From: bingjingc <bingjingc@synology.com>
To: Guoqing Jiang <gqjiang@suse.com>
Cc: linux-raid@vger.kernel.org, shli@kernel.org
Subject: Re: [PATCH] md/raid5: fix a potential deadlock of raid5 reshape
Date: Fri, 29 Dec 2017 14:02:44 +0800 [thread overview]
Message-ID: <4f1dbb814cafc8dc21cc7c2d7f0af30c@synology.com> (raw)
In-Reply-To: <3321c473-5d17-3065-08bc-b5e51f906383@suse.com>
Guoqing Jiang 於 2017-12-28 15:59 寫到:
> On 12/27/2017 01:47 PM, bingjingc wrote:
>>
>> There is a potential deadlock if mount/umount happens when
>> raid5_finish_reshape() tries to grow the size of emulated disk.
>>
>> How the deadlock happens?
>> 1) The raid5 resync thread finished reshape (expanding array).
>> 2) The mount or umount thread holds VFS sb->s_umount lock and tries to
>> write through critical data into raid5 emulated block device. So it
>> waits for raid5 kernel thread handling stripes in order to finish
>> it
>> I/Os.
>> 3) In the routine of raid5 kernel thread, md_check_recovery() will be
>> called first in order to reap the raid5 resync thread. That is,
>> raid5_finish_reshape() will be called. In this function, it will
>> try
>> to update conf and call VFS revalidate_disk() to grow the raid5
>> emulated block device. It will try to acquire VFS sb->s_umount
>> lock.
>> The raid5 kernel thread cannot continue, so no one can handle mount/
>> umount I/Os (stripes). Once the write-through I/Os cannot be finished,
>> mount/umount will not release sb->s_umount lock. The deadlock happens.
>>
>> The raid5 kernel thread is an emulated block device. It is responible
>> to
>> handle I/Os (stripes) from upper layers. The emulated block device
>> should not request any I/Os on itself. That is, it should not call VFS
>> layer functions. (If it did, it will try to acquire VFS locks to
>> guarantee the I/Os sequence.) So we have the resync thread to send
>> resync I/O requests and to wait for the results.
>>
>> For solving this potential deadlock, we can put the size growth of the
>> emulated block device as the final step of reshape thread.
>
> Maybe another way to avoid the deadlock is to ensure the reshaping
> array
> can't be mount at all.

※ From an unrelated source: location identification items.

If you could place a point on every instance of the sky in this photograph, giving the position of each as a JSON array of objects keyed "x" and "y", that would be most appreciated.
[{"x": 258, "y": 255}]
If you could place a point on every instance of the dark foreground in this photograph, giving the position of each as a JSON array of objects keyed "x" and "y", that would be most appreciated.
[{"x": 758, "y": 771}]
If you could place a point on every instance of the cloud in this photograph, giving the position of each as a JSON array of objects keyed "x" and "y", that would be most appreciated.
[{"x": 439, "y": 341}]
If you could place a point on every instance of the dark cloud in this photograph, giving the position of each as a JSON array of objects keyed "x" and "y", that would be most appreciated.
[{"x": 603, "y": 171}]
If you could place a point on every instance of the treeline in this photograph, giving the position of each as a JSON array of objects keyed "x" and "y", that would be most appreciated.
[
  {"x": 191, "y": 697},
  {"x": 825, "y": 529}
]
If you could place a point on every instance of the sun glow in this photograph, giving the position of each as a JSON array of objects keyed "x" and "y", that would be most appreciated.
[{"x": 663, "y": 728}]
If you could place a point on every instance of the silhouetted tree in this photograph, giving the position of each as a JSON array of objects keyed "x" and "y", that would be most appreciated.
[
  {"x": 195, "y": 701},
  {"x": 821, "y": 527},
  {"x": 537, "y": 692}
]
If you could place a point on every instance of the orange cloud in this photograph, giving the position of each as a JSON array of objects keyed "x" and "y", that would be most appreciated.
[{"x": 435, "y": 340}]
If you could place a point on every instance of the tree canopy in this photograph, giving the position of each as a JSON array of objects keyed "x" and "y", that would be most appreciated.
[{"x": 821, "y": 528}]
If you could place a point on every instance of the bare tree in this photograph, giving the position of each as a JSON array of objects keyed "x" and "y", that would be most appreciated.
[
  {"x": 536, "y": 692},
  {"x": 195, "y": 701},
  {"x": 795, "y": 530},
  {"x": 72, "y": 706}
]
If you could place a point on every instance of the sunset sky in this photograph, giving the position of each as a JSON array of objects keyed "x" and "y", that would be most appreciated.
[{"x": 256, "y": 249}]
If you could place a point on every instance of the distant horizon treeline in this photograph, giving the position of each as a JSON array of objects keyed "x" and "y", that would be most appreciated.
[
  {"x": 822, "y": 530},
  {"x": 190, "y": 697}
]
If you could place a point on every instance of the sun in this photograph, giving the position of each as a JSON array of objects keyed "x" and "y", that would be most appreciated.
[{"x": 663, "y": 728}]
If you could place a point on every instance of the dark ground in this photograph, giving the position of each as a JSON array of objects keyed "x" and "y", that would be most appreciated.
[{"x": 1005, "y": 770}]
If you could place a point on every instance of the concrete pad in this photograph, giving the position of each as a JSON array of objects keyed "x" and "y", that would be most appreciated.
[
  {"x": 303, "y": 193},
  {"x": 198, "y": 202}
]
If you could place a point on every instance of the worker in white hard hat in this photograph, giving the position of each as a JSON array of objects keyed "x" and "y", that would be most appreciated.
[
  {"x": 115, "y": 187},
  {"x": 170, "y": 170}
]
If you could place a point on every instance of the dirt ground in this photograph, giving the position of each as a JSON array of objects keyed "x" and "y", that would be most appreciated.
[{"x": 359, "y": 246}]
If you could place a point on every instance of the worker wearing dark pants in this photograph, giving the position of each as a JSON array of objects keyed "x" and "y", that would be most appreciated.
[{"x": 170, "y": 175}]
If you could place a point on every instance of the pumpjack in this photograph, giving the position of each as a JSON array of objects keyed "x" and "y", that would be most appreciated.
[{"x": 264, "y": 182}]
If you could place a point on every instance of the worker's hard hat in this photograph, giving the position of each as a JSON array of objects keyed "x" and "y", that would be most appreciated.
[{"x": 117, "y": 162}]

One reason is, if the reshaping is finished, but
> fs still
> don't know about the new array size since metadata is not refreshed.
> Just
> my $0.02.
>
It may take hours or couples of days to expand an array. So I bet that
it's a
feature that an expanding array can still serve fs requests. Once it
finished,
the new array size for metadata can be passed to fs layer via
revalidate_disk().
From then, fs is able to be expanded, too. There are no needs to restart
that
array. Based on this point, I don't want to break this feature.
>>
>> Reported-by: Alex Wu <alexwu@synology.com>
>> Reviewed-by: Alex Wu <alexwu@synology.com>
>> Reviewed-by: Chung-Chiang Cheng <cccheng@synology.com>
>> Signed-off-by: BingJing Chang <bingjingc@synology.com>
>> ---
>> drivers/md/md.c | 13 +++++++++++++
>> drivers/md/raid5.c | 8 +-------
>> 2 files changed, 14 insertions(+), 7 deletions(-)
>
> I think raid10 has the similar issue, so at least you need to change
> raid10 either.
Thank you for your notice. It should be a similar issue. Let me verify
whether it is/isn't really reproducible in raid10 first. And we will
provide
a fix for it.
Thanks,
BingJing
>
> Thanks,
> Guoqing
>
>>
>> diff --git a/drivers/md/md.c b/drivers/md/md.c
>> index 4e4dee0..77d6d85 100644
>> --- a/drivers/md/md.c
>> +++ b/drivers/md/md.c
>> @@ -8527,6 +8527,19 @@ void md_do_sync(struct md_thread *thread)
>> * raid */
>> set_mask_bits(&mddev->sb_flags, 0,
>> BIT(MD_SB_CHANGE_PENDING) | BIT(MD_SB_CHANGE_DEVS));
>> +
>> + if (test_bit(MD_RECOVERY_RESHAPE, &mddev->recovery) &&
>> + !test_bit(MD_RECOVERY_INTR, &mddev->recovery) &&
>> + mddev->delta_disks > 0 &&
>> + mddev->pers->finish_reshape &&
>> + mddev->pers->size &&
>> + mddev->queue) {
>> + mddev_lock_nointr(mddev);
>> + md_set_array_sectors(mddev, mddev->pers->size(mddev, 0, 0));
>> + mddev_unlock(mddev);
>> + set_capacity(mddev->gendisk, mddev->array_sectors);
>> + revalidate_disk(mddev->gendisk);
>> + }
>>
>> spin_lock(&mddev->lock);
>> if (!test_bit(MD_RECOVERY_INTR, &mddev->recovery)) {
>> diff --git a/drivers/md/raid5.c b/drivers/md/raid5.c
>> index 98ce427..0f68faa 100644
>> --- a/drivers/md/raid5.c
>> +++ b/drivers/md/raid5.c
>> @@ -8001,13 +8001,7 @@ static void raid5_finish_reshape(struct mddev
>> *mddev)
>>
>> if (!test_bit(MD_RECOVERY_INTR, &mddev->recovery)) {
>>
>> - if (mddev->delta_disks > 0) {
>> - md_set_array_sectors(mddev, raid5_size(mddev, 0, 0));
>> - if (mddev->queue) {
>> - set_capacity(mddev->gendisk, mddev->array_sectors);
>> - revalidate_disk(mddev->gendisk);
>> - }
>> - } else {
>> + if (mddev->delta_disks <= 0) {
>> int d;
>> spin_lock_irq(&conf->device_lock);
>> mddev->degraded = raid5_calc_degraded(conf);
next prev parent reply other threads:[~2017-12-29 6:02 UTC|newest]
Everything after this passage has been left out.